When comparing construction loan options from banks and lenders across Australia, consider the total cost including progressive drawing fees, application fees, and any rate margin during construction. A product with lower headline rates but higher per-inspection fees may cost more overall than one with a modest rate margin and capped inspection costs.
Transitioning from Land Purchase to Construction Commencement
Your land purchase settlement occurs before construction begins. Most construction facilities provide a land-only period of 6 to 12 months where you hold the land while finalising builder contracts and council approvals. During this period, you pay interest on the land component only.
This structure allows you to secure the land without immediate construction pressure, though lenders require evidence that you're progressing toward build commencement. Failing to start construction within the specified timeframe may trigger loan review or rate adjustments.
For paediatric nurses considering townhouse development as either owner-occupied property or investment, the land-hold period provides time to confirm project viability without losing the site. Some buyers use this period to pre-sell one or more townhouses in a multi-unit development, though this requires separate commercial considerations beyond standard construction loans for nurses.
Call one of our team or book an appointment at a time that works for you. We specialise in construction finance for paediatric nurses and understand how to structure land and build loans around your shift work and income patterns.
Frequently Asked Questions
How does progressive drawdown work for townhouse construction loans?
Progressive drawdown releases loan funds in stages as construction reaches specific milestones like base, frame, lockup, and completion. You only pay interest on the amount drawn down at each stage, not the full loan amount, which reduces costs during the build period.

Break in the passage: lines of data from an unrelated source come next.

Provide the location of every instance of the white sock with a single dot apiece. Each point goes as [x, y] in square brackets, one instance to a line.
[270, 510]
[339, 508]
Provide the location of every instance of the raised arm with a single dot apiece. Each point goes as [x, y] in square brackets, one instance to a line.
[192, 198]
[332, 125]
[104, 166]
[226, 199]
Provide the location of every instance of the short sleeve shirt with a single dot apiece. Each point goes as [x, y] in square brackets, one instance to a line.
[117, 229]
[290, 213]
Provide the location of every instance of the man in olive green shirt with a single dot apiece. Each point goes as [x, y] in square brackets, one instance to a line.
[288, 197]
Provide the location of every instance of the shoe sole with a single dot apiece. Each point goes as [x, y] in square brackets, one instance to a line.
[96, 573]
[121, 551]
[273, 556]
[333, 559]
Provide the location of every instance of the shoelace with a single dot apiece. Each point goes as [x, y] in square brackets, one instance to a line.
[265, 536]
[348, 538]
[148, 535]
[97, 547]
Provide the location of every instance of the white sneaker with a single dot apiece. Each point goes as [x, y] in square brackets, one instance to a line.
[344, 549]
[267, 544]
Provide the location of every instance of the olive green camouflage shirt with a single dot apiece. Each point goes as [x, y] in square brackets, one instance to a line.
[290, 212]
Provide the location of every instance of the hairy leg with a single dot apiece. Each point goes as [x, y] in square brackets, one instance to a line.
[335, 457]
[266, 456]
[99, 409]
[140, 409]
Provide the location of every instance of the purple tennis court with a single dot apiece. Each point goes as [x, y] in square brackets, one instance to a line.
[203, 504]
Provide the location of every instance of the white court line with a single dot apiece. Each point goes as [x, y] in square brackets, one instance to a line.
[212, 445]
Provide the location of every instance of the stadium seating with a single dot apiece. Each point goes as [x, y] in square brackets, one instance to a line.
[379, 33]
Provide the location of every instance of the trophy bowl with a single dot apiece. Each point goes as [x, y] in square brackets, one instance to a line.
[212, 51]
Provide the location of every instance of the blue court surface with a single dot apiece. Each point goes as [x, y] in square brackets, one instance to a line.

Do I need council approval before applying for construction finance?
You can apply for construction finance before receiving council approval, but funds won't be released until your development application is approved. Most lenders require you to commence building within 6 to 12 months from the disclosure date once approval is granted.
What is the difference between a fixed price contract and cost plus contract for construction loans?
A fixed price building contract specifies the total build cost upfront, which most lenders require for construction loans. Cost plus contracts charge actual costs plus a margin, creating uncertainty that makes them difficult to finance through standard construction loan products.
Can I make interest-only repayments during townhouse construction?
Yes, most construction loans include interest-only repayment options during the build period. You pay interest only on funds actually drawn down, with the loan typically converting to principal and interest repayments once construction reaches practical completion.
What additional costs should I budget for beyond the building contract?
Townhouse construction often requires site costs including demolition, soil testing, service connections, and tree removal. You should also budget for progressive drawing fees of approximately $200 to $400 per inspection, totaling $1,000 to $2,000 across a typical five-stage build.